Странное и непонятное зрелище придания огню. Нас заставили смотреть, и мать объяснила, что Гуранатан свел мальчика с ума и потому его нужно было вернуть великому вулкану. Мне хватило ума спросить, почему взрослые решили, что Катаста сумасшедший, и она рассказала, что он слышал ночами голоса и не таился этого…

— Варварство, — не сдержался я.

— Возможно, — с охотой согласился Гевор. — Но как бы то ни было, этот случай спас мне жизнь, научив молчанию. Чем больше я молился, тем чаще ощущал движение под собственными ладонями, когда преклонял колени перед священным огнем. Я чувствовал землю, а однажды проснулся с криком от жуткого сна. Мне снилось, что вершина вулкана вдруг разорвалась, и огромное облако раскаленного дыма катится вниз, спекая все живое в единую серую массу. Те, кто не превратился в пепельные силуэты в глубине острова… те, кто искал спасения в прибрежных водах, они тоже погибали на моих глазах, потому что вскипали отмели, и смерть людей была еще страшнее.

Гевор окинул взглядом помещение, остановился на мгновение на моем лице, потом вздохнул. Я видел, что эти воспоминания не тяготят его, гораздо большее беспокойство магу причиняют раздумья, но я не мог понять, что вызывает у него сомнения.

— Не подходящие сны для двенадцатилетнего мальчишки, — с легкой иронией заключил Гевор. — Они так поразили меня, что я, потеряв голову, бежал прочь из дома.

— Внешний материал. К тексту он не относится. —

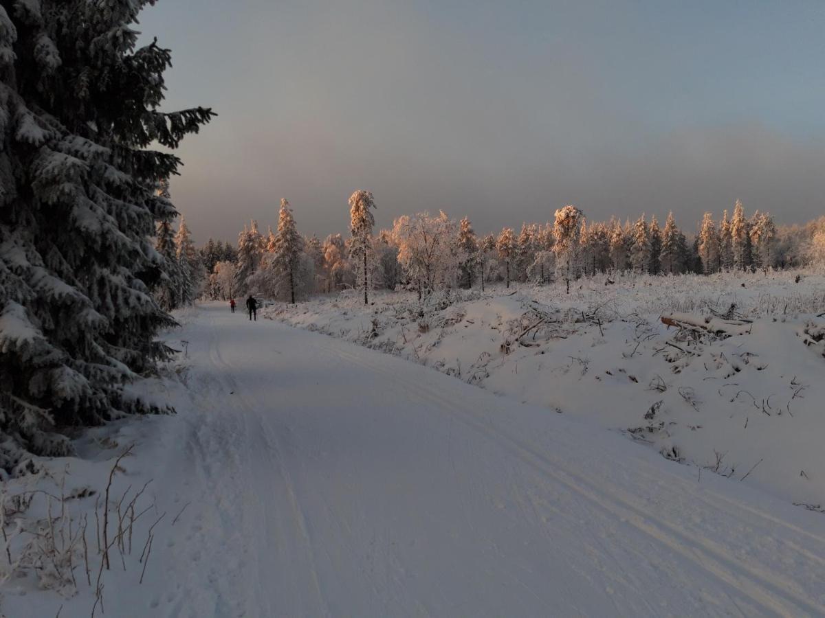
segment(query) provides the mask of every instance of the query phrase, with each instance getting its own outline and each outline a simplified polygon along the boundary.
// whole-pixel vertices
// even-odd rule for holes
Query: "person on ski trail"
[[[250,294],[249,297],[247,298],[247,309],[249,310],[249,319],[252,320],[252,318],[254,318],[255,321],[257,322],[257,301],[256,301],[254,298],[252,298],[252,294]]]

Я направился вглубь острова только чтобы погибнуть как можно быстрее, а не вариться заживо в испаряющейся под берегом воде. Та ночь была темной, но я знал дорогу и бежал туда, где пастушки кормили своих тощих коров. Как сейчас, так и тогда, я плохо видел в темноте, и остролист изрезал мне кожу, а камень, о который я споткнулся, разбил пальцы так, что я едва шагал.

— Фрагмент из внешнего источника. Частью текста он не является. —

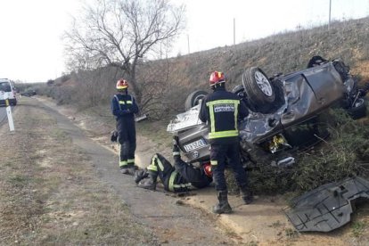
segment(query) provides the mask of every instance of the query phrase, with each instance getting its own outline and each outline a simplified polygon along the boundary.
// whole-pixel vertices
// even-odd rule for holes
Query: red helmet
[[[128,87],[128,82],[126,79],[120,78],[117,82],[117,90],[122,90]]]
[[[226,82],[225,74],[219,71],[213,71],[209,79],[210,86]]]
[[[213,176],[213,171],[211,170],[211,165],[209,162],[205,163],[202,168],[204,168],[205,174],[207,176],[212,177]]]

— Но я шел, и знаешь почему? — он не стал ждать ответа и продолжал: — Я чувствовал небывалое напряжение, какое испытывает перезрелый плод перед тем, как лопнуть. Я был единым целым с островом в ту ночь, я разделял с ним то давление, что было готово уничтожить все вокруг. Ты можешь думать, что по сравнению со стихией, я мог вобрать в себя лишь каплю. Но этой капли оказалось достаточно, чтобы удержать мощь Гуранатана в стенах его склонов.

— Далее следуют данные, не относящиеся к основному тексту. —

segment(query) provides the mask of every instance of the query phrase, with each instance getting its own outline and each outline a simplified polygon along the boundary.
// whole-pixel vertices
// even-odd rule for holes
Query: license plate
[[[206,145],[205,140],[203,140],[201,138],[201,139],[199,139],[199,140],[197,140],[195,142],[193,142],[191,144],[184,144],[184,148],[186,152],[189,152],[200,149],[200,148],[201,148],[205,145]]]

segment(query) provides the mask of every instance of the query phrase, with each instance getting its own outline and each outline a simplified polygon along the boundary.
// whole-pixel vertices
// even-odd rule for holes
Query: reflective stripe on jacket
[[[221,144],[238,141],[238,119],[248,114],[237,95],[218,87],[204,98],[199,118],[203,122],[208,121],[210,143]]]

Порою и капля способна изменит ход событий. То, что казалось неминуемым, становится всего лишь вероятным…

Помню, как кончились все тропы, и передо мной возникли скалы. Гранитные отвесы, иссеченные трещинами и выступами похожими на лабиринт. Я искал путь в этом сумасшествии, рождаемом духами земли, твердо зная, что должен пройти этот путь до конца. Но я не дошел. Оступившись, упал в пропасть. Так раскрылось мое сознание навстречу тому, что теперь я зову своей сутью. Острые камни ждали меня внизу, и ни капли воды, чтобы напиться или утолить боль. Нет, я предпочту умолчать о том, что это было. Мучительное преображение и стремительное взросление. Когда я добрался до площадки, где стоял в напряжении Риффат, того впечатлительного ребенка, верящего в силу молитвы и боящегося, что если он обронит лишнее слово, его сожгут на костре, уже не было. И я говорил открыто, но

маг огня не принял меня всерьез. Нет, не так. Он сразу увидел во мне то, что могло бы послужить Оплоту, мое появление среди скал в тот момент было не случайным, и Риффат не мог просто так отвернуться от этого, но все равно он посчитал, что его власти и моих скудных сил недостаточно для усмирения Гуранатана.

Он сказал: «Мальчик, беги вниз и поднимай тревогу, скажи учителям, что это я послал тебя. Всем нужно собраться и покинуть остров, отплыть так, чтобы его очертания потерялись в рассветной дымке».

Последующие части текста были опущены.